Walter, a Democrat, was appointed to the commission in 2008 by Republican President George W. Bush. She served as acting chairman in January 2009, as Obama assumed office.
Walter earlier this year was fiercely critical of the money management industry, for "unconstructive disengagement'' on the subject of a new round of regulation of money market mutual funds.
At a mutual fund conference held by the Investment Company Institute, she said the industry, whose lead proponent is the ICI, should "move away from media statements and move back to building on the discussion of the past two years.'' She followed ICI counsel Karrie McMillan on stage, immediately after McMillan said “what the SEC is considering doing to money market fund investors is outrageous.
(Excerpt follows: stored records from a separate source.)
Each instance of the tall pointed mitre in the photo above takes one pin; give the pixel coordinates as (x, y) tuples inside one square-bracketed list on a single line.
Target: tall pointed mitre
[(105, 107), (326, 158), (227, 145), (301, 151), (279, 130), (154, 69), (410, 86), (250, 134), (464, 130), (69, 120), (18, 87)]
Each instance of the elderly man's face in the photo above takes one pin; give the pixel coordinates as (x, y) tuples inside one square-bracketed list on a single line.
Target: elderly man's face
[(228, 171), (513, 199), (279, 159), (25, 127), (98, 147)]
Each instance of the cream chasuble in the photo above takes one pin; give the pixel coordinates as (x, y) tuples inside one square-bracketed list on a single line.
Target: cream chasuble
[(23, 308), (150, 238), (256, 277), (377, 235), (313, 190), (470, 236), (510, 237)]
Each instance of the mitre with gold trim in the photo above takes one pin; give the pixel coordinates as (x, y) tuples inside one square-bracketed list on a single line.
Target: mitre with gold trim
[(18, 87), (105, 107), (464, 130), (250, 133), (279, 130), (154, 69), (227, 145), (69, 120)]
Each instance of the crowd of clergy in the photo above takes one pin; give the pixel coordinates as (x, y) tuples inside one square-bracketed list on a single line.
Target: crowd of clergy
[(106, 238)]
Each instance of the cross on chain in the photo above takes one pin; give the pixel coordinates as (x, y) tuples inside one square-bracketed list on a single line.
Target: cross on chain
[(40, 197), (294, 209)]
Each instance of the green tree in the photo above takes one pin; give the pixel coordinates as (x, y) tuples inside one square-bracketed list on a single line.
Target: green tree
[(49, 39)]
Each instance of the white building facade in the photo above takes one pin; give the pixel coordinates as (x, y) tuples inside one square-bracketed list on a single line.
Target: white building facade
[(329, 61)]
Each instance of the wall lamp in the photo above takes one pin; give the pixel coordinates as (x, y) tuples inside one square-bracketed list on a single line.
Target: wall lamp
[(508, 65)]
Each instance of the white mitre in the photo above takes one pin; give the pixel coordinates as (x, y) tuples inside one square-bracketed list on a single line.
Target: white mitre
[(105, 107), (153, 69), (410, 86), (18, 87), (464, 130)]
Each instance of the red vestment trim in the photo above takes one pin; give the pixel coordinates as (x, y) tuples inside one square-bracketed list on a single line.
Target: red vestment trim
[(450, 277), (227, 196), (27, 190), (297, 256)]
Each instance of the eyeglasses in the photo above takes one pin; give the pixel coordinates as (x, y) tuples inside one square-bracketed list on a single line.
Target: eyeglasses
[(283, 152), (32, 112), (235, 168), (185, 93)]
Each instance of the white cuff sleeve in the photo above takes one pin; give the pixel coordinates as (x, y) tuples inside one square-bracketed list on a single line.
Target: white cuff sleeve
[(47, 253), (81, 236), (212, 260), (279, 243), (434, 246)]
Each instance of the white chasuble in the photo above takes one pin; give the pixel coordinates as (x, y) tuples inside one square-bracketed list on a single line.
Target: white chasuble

Outrageous.''
Outgoing chairman Schapiro, who announced her plan to depart earlier Monday, had sought to gain support from a majority of commissioners for a series of proposals that involved additional capital buffers, restrictions on redemptions of shares and a floating net asset value for shares of money funds.
Schapiro dropped the proposals in August, for lack of support. But the Financial Stability Oversight Council, headed by Treasury secretary Timothy Geithner has revived them.
Walter has extensive regulatory background. She has served as the senior executive vice president for regulatory policy and programs at the Financial Industry Regulatory Authority and held the same position at the National Association of Securities Dealers before its 2007 merger with NYSE Member Regulation, which led to the creation of FINRA.
She also has served as the General Counsel of the Commodity Futures Trading Commission.